American Political Machine 12/18/18

By Richard E. Bleil, Ph.D.

On October 4, 1957, the Soviet Union launched Sputnik 1. Its purpose was presumably atmospheric studies, but launched only 12 years after Hiroshima and Nagasaki were bombed (August 6 and 9 of 1945 respectively). Eight years after the Soviet Union tested their own atomic bomb in Kazakhstan (August 29, 1949), and during the height of the cold war. With air superiority going to the US, and tensions high, the political message of Sputnik I was clear. The ability to launch a satellite into orbit with the approximate size and weight of an atomic warhead, the Soviet Union proved they had the capability to land an atomic bomb in America’s back yard.

The United States had to respond, but the question was how to justify a military program costing tens of billions of dollars to the American people. On May 25, 1961, President John F. Kennedy gave a speech to congress, saying, “I believe that this nation should commit itself to landing a man on the moon and returning him safely to the earth.” Billed as the “race to the moon”, the propaganda machine convinced Americans that the Soviet Union beat the US to space, but we would beat them to the moon. Reading to this point, it should be clear…if we can build a rocket capable of landing the lunar lander on the moon, then the US, too, could build nuclear missiles.

Labels, in American Politics, are important. They offer bragging rights to major accomplishments, and rallying cries to unite their party. The Apollo mission, and subsequent nuclear missile program, then, “belonged” to the Democratic party. Consider, for example, Abraham Lincoln and the Emancipation Proclamation (1863). Because President Lincoln was a Republican, the Republican Party used this fact to help secure the minority vote, over 150 years later, in 2016.

In 1984, President Ronald Reagan called for a space-based missile defense shield, colloquially referred to as the “Star Wars program”. This became the Republican signature program of the day. It initially claimed that it would be 100% effective at stopping all incoming nuclear missiles, effectively protecting America from nuclear war. This could have been a program within an existing military branch, such as the Air Force, but instead it became an independent branch of the program. Had it worked, politically it would have been important to be able to continue to call on it, and the politicians did not want to dilute this Republican initiative, but there was another reason. Had it been a program within, say, the Air Force, it could have been dismantled by de-funding it in a future Congressional action. As its own military branch, it would be nearly impossible to get rid of, as evidenced in 1993, when the initiative was pronounced officially dead. However instead of getting rid of the program, it was renamed. The new mission would be a ground based missile defense system, which was allowed in the Anti Ballistic Defense Treaty but limited to one location for such a system in the US and USSR. The program never gained much traction, until 2001 when President George W. Bush took the US out of this program

These political devices can be detrimental. On March 23, 2010, President Obama signed into law the “Affordable Care Act,” designed to give medical insurance coverage for all US Citizens. It was the realization of promises of medical campaign reform of every presidential election for both parties for at least a century. For the first time in history, every American would not only have basic health insurance, but would have to help pay for it as well. With clear problems and flaws, it was a dramatic step up from the chaos that preceded it, wherein people were getting treatment and not paying at all. Although both parties wanted universal health care, the angst is from the fact that President Obama was a Democratic president. This makes the initiative, that both parties wanted, a Democratic initiative.

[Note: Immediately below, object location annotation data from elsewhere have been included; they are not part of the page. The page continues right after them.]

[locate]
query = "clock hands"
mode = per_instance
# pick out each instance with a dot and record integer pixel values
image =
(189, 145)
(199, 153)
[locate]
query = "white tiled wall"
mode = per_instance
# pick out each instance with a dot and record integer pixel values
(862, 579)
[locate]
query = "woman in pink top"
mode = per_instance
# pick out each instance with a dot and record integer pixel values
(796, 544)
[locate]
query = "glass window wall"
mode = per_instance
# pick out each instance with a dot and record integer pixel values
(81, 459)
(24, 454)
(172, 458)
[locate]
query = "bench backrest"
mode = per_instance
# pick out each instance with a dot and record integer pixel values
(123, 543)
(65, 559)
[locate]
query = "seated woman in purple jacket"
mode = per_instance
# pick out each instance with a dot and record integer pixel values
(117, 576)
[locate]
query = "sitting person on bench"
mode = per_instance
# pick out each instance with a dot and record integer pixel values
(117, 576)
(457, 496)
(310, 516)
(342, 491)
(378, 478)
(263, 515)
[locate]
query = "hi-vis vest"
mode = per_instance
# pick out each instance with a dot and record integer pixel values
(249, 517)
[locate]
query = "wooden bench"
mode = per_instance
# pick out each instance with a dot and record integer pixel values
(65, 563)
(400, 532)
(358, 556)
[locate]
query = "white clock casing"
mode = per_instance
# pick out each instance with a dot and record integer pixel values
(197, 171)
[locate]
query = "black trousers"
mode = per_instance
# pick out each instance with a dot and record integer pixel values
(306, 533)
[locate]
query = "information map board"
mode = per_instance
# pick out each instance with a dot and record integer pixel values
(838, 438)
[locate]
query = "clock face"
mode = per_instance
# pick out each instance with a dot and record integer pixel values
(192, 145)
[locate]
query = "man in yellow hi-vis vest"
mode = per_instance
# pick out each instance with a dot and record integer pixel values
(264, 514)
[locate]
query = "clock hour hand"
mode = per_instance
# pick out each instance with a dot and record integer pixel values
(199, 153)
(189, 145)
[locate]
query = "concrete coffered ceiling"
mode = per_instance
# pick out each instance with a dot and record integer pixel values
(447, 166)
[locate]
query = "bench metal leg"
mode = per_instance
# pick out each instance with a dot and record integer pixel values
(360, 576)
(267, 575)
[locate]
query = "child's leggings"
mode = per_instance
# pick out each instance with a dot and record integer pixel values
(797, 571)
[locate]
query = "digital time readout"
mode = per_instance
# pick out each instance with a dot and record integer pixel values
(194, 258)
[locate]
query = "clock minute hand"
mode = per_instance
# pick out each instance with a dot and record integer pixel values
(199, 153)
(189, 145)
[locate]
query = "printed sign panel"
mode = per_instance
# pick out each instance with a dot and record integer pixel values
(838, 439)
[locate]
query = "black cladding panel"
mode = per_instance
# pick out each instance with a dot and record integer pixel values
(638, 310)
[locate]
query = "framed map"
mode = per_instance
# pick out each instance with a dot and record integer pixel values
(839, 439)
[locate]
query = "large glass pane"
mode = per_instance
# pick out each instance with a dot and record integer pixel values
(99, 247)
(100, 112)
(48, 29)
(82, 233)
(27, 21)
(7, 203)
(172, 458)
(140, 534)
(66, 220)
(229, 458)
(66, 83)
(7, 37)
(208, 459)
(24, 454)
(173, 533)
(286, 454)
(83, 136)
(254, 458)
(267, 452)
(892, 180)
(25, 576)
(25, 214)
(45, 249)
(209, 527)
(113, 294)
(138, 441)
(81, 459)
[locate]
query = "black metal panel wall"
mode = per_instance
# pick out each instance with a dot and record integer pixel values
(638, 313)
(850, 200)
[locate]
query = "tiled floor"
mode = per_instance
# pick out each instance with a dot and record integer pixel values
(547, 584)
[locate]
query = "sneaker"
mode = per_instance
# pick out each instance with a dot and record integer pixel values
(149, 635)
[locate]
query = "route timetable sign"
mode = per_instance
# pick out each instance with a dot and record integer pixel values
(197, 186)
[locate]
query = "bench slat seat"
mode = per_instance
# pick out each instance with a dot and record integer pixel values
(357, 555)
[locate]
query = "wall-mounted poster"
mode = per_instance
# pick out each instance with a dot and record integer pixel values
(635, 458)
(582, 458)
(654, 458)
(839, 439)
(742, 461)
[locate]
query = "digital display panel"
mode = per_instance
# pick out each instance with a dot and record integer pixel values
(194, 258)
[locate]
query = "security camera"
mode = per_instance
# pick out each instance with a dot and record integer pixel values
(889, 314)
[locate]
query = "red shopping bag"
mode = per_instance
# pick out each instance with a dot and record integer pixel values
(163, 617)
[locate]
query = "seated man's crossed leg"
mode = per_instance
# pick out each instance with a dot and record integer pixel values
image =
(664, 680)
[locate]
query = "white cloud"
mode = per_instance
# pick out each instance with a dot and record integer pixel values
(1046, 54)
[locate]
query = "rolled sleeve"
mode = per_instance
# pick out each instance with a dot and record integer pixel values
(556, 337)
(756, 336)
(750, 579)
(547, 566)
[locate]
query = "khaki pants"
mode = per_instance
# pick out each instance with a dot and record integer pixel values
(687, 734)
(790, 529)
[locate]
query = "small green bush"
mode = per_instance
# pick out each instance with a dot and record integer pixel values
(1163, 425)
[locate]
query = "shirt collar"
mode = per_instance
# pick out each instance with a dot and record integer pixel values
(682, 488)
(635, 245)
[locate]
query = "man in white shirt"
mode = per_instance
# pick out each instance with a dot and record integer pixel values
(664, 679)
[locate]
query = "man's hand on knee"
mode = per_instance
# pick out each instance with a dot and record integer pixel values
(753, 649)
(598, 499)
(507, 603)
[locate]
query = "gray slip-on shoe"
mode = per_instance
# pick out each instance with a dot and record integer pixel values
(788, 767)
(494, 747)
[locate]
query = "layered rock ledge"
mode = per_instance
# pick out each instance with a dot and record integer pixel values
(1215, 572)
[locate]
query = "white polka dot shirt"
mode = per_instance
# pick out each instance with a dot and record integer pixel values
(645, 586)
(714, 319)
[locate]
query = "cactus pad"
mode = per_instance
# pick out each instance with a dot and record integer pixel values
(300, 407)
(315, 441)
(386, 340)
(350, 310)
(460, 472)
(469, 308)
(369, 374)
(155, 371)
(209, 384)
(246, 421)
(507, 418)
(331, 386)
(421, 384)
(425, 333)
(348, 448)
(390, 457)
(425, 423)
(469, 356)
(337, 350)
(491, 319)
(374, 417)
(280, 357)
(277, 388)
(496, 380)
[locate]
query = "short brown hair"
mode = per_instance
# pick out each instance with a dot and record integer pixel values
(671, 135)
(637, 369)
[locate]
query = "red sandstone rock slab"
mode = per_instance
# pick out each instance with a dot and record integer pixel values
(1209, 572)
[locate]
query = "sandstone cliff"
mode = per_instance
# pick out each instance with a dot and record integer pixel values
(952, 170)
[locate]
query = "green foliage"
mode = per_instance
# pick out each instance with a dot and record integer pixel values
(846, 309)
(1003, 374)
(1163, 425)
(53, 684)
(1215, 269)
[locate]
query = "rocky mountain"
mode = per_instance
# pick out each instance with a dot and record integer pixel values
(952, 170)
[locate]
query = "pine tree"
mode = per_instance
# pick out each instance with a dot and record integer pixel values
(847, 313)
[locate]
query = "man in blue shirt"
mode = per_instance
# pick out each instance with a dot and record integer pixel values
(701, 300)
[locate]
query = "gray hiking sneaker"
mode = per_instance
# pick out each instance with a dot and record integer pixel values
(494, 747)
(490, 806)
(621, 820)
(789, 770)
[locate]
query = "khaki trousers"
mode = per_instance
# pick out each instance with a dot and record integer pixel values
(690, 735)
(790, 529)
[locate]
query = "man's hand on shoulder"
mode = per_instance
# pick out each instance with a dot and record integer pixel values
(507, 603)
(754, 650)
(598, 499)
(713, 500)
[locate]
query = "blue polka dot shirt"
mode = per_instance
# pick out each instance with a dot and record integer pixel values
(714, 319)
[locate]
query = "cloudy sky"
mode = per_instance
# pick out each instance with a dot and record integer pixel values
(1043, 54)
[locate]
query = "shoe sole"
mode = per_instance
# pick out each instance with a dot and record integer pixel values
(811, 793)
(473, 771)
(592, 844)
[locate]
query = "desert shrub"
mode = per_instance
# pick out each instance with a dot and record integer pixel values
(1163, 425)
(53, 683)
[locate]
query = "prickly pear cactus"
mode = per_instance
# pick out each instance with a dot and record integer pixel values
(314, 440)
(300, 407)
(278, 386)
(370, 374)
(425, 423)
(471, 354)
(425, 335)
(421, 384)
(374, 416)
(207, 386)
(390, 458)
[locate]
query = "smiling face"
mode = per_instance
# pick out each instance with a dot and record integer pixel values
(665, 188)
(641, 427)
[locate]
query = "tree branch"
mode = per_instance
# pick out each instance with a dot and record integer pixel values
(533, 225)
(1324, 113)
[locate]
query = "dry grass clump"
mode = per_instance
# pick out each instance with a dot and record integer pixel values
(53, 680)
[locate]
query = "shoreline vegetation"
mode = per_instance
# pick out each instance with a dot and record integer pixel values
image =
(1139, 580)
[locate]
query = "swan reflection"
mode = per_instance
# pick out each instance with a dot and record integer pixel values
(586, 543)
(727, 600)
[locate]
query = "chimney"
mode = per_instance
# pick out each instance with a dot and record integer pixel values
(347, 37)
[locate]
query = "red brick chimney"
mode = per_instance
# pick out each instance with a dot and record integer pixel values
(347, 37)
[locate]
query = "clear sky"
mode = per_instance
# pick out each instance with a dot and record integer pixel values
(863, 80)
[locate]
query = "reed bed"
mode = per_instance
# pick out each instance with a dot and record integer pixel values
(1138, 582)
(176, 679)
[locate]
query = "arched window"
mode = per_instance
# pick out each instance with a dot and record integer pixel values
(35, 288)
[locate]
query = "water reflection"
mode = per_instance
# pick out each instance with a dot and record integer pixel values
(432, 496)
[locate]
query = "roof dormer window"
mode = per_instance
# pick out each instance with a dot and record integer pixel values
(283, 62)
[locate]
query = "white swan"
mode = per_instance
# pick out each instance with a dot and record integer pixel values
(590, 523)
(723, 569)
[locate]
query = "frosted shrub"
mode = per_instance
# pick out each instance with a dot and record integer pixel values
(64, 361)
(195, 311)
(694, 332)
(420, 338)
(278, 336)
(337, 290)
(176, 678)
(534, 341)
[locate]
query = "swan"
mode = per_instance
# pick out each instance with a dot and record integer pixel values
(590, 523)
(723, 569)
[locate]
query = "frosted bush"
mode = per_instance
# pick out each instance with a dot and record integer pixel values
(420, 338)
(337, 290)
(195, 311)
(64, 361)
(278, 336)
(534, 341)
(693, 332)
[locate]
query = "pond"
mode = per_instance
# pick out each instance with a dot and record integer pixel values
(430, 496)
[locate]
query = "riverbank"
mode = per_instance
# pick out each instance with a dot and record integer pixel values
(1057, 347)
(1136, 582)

Today, President Trump has announced another political movement. All along he has been calling for the wall, despite the fact that current statistics show that it is not needed. Now he is calling for a “Space Force”, in a shadowy reflection of the old “Star Wars Defense”. These initiatives are unnecessary expenditures in a runaway budget that has impending deficits unlike anything ever experienced in this nation. However, as political tools, they are valuable. By inciting similar fears that Reagan used in his initiative, these will be tools to unite the Republican base more than having any real value. As people are starting to realize that the caravan of immigrants and illegal Mexican immigrants are no real threat, we are being told that there is a dramatic need to have a military presence in space. Think on this a bit, and ask yourself, is this a need or a device?